One of the most fundamental facts about reality, then, is love. Love is at rock-bottom, the ground floor, of reality because God exists, God is loving, and God is fundamental reality. A. W. Tozer helpfully puts it this way:

The love of God is one of the great realities of the universe, a pillar upon which the hope of the world rests. But is a personal, intimate thing, too. God does not love populations, He loves people. He loves not masses, but men [and women]. He loves us all with a mighty love that has no beginning and can have no end.[11]

This fact, this “pillar upon which the hope of the world rests” is awe-inspiring.

What is even more amazing is that God’s joy and pleasure—his happiness—includes us. As C. S. Lewis writes his essay “The Weight of Glory,”

To please God… to be a real ingredient in the divine happiness… to be loved by God, not merely pitied, but delighted in as an artist delights in his work or a father in a son- it seems impossible, a weight or burden of glory which our thoughts can hardly sustain. But so it is.[12]

Think about this amazing truth for a minute. Let it sink into your heart: God delights in you. God takes pleasure in you. You are so important to God that his happiness takes you into account, as Lewis puts it, you are a “real ingredient in the divine happiness.”

 

[3] For a helpful discussion of the slogan “love is love” see Rebecca McLaughlin, The Secular Creed (Austin, TX: The Gospel Coalition, 2021), ch. 2.

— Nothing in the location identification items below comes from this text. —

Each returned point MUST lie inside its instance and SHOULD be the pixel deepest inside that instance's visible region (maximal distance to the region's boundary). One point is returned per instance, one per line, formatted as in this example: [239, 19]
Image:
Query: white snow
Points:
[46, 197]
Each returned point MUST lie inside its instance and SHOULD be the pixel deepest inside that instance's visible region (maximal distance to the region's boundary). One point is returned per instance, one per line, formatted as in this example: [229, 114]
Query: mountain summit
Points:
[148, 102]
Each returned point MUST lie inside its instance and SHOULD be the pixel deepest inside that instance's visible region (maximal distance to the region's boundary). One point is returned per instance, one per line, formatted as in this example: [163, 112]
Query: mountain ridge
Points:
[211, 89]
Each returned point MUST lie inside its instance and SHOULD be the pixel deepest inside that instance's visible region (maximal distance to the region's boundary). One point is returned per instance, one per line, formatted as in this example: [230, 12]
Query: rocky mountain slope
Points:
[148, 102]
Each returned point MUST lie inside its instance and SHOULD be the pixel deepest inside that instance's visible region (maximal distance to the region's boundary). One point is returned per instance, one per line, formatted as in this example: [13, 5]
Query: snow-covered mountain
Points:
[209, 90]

[4] Jordan Wessling, “Divine Goodness and Love,” in T & T Clark Handbook of Analytic Theology, eds. James M. Arcadi & James T. Turner, Jr. (New York: T & T Clark, 2021), 141–154.

[5] Ibid., 143.

[6] Ibid., 143.

[7] Ibid., 144.

[8] Ibid. 146–147.

[9] Eleonore Stump, Atonement (New York: Oxford University Press, 2018), 85.

[10] Stump, Atonement, 85–86.

[11] A. W. Tozer, The Knowledge of the Holy (New York: HarperCollins, 1961), 102.

[12] C. S. Lewis, The Weight of Glory (New York: HarperCollins, 2001), 38.